Un homme dehors, assis
Colle-colle (faire ou ne pas faire la)

Catherine

à relire au matin pas le temps, damnaide. Ce soir, alors ?

enfin maintenant (01/12/07 9h25)

Champ-de-Mars, 10 juin 2000

Pour de sombres raisons de sécurité nous avions dû gagner le périmètre protégé bien avant le concert. C'était le début d'une après-midi plutôt grise mais pas froide d'un printemps parisien.

Certain(e)s choristes se préparaient avec fébrilité. Je ne comptais enfiler que le minimum vital de maquillage avant le moment décisif. Je savais que je ne serais qu'une silhouette noire au visage blanc, un tout petit point vu de loin et pas celui sur lequel s'apesantirait les gros plans. A quoi bon jouer à jouer les stars ? Nous étions là en soutien, je voulais juste observer, apprendre, ressentir, oublier l'usine et ses tracas mesquins, me sentir à ma place, pour une fois. Qu'on se le dise, une scène est un bon endroit où être quand on ne sait pas quoi faire de soi.

A l'époque je n'avais pas encore croisé l'écriture, mais connaissais déjà qui m'y conduirait et me sentant sauvage et bloquée, prenait sagement son temps avant de m'y pousser.

Je l'ignorais ; je cherchais. Je me cherchais. Je cherchais en chantant.

Ce n'était pas une mauvaise idée.

La tête dans les livres, je l'avais cependant déjà. Aussi, alors que nous patientions dans une zone fermée du champs de Mars tout au pied de la Tour, je lus à haute voix pour une de mes amies choriste, une des nouvelles du K (1) et qui concernait de l'édifice la construction ; l'édifiante histoire d'André Lejeune (2), ouvrier.  Ça me faisait bizarre de le lire en français mais c'était pour elle et pour l'ambiance parfaite.

Justement une femme tranquillement s'approchait. Je m'efforçais de rester allongée afin de garder autant de forces que possible pour le concert du soir. La station debout et les longues attentes en coulisse sont du choriste l'essentiel du travail.

Seulement pour elle, je m'étais levée.

Elle aussi elle patientait, ayant joué le jeu comme les artistes intérimaires d'arriver à l'heure requise. Nous avions un peu causé, ce genre de conversation qui m'arrive souvent quand je me sens à l'aise avec les gens et que tout se passe comme si on se connaissait depuis longtemps alors que non. C'était un mélange de proximité naturelle teintée de ma part d'une grande admiration mais que je tenais en respect afin qu'elle ne vienne pas gâter ce moment partagé.

Hélas d'autres camarades sont arrivés et se sont comportés en purs admirateurs, un peu béats, un peu lourds. De bonne grâce, elle avait accepté de poser pour quelques photos et dédicacer certains badges d'accès. C'en était fini de notre conversation normale.

J'avais regretté, après coup, de ne pas lui avoir formulé ma reconnaissance pour quelques bons moments de ma jeunesse que son travail musical avait accompagnés et peut-être, qui sait, favorisés. Je n'avais alors pas encore appris à dire C'est trop bien.

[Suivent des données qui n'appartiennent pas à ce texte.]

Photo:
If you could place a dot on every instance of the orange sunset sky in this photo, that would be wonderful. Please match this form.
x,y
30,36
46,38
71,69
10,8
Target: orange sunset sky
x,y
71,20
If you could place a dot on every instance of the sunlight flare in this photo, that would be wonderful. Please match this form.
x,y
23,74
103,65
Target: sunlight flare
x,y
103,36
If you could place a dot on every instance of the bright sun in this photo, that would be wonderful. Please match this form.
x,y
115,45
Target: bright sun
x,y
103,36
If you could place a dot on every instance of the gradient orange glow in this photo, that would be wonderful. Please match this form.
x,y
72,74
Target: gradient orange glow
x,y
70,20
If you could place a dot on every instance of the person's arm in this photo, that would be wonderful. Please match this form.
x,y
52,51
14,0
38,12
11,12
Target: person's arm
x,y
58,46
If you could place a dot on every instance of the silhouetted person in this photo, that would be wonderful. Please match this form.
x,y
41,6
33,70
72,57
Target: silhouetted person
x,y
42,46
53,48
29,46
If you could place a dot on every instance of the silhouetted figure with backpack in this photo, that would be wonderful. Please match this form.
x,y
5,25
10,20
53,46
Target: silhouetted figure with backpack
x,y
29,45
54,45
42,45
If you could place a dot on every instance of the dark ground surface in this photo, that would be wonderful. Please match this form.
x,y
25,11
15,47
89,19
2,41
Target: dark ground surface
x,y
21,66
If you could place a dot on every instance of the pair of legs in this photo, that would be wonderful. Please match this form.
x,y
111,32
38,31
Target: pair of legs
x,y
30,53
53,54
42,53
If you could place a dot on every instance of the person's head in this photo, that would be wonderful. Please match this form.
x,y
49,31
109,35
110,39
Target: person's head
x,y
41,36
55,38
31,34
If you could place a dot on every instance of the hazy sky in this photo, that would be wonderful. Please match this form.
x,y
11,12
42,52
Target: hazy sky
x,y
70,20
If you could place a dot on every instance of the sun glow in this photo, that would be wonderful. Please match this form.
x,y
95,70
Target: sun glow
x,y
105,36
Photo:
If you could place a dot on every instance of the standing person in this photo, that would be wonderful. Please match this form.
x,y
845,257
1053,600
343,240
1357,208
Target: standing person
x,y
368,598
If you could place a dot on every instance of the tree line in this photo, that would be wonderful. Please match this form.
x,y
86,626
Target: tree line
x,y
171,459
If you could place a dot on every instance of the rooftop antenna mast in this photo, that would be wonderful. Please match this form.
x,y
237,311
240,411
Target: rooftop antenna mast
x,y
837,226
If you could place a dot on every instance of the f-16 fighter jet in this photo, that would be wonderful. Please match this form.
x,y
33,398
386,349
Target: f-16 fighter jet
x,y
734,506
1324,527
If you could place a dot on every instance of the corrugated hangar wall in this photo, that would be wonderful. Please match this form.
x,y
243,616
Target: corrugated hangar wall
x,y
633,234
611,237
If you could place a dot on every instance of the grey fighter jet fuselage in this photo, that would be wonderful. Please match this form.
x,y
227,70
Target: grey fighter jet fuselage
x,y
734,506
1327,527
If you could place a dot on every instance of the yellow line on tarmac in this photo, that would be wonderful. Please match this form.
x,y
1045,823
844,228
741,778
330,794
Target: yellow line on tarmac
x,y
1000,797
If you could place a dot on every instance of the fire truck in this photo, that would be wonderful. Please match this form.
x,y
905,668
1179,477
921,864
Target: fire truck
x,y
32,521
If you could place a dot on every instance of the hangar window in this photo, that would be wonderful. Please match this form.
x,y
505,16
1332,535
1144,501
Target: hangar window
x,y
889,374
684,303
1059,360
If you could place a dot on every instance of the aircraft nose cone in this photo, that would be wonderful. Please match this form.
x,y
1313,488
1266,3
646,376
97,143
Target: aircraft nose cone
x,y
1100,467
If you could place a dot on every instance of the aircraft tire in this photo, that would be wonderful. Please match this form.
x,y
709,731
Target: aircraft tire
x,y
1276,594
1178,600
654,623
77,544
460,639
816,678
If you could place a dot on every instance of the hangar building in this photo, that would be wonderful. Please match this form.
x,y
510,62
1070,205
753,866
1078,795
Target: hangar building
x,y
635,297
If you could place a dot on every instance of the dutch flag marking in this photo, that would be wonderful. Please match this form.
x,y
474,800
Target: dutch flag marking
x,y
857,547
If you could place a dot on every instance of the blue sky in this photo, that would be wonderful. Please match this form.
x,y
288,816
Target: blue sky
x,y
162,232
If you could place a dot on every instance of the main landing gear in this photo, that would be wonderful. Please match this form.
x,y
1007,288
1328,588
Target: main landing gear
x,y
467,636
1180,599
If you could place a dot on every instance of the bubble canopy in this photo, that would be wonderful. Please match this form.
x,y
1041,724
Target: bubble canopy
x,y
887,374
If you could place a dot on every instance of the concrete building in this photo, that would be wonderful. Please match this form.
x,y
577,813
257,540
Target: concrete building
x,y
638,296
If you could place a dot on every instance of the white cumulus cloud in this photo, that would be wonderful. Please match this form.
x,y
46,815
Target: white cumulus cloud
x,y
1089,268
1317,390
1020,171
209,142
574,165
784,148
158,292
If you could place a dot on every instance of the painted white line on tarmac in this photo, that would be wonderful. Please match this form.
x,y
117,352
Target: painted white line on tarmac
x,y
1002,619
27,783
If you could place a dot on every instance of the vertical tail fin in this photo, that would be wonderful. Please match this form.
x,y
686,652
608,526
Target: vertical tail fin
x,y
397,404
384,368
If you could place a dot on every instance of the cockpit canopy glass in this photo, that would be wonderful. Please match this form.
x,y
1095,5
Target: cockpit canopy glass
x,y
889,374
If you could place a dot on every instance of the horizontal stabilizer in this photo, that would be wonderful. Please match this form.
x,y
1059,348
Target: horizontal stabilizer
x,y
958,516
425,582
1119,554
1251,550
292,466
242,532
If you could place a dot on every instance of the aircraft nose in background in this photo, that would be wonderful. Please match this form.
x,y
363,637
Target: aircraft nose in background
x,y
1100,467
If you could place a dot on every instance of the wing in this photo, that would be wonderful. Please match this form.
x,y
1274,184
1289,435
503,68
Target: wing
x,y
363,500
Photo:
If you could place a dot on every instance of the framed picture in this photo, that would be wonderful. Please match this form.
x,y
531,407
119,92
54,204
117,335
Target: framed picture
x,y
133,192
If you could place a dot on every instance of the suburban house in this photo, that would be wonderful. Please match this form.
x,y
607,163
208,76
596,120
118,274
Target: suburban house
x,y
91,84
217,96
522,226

- C'était trop bien votre musique pendant mes années étudiantes. On dansait, on s'aimait, et c'était un peu grâce à vous.

Je n'ai rien dit de ça. Mais parlé d'autres choses. De Buzzatti, d'ailleurs, je crois. Et n'ai pas osé demandé, moi si peu au fait des derniers développements de leur relation (3), Et Fred, ça va ?

Et les Rita, vous reviendrez ?

Catherine Ringer s'en est retournée dans sa vie, nous dans la nôtre.

Le concert fut réussi. Nous ne nous sommes pas recroisées depuis. Ce soir je pense à elle. A lui aussi.

Sans parvenir à vraiment saisir que c'est désormais fini ; pour toujours et à jamais.

    

(1) "Le K" de Dino Buzzatti ("Il colombre" en V.O. )

(2) je crois bien que c'est son nom en italien comme en français

(3) Ni des premiers d'ailleurs. Sauf des amis je suis toujours plus au courant des oeuvres que des vies. C'est bien ainsi.

 

petit rajout du 30/11/07 : par un étrange phénomène de contemporanéo-capillarité, voilà que depuis l'annonce du décès de Fred Chichin j'ai en tête sans arrêt ... des airs de Téléphone.

Je me demandais si j'étais la seule à être sujette à ce trouble étrange échange.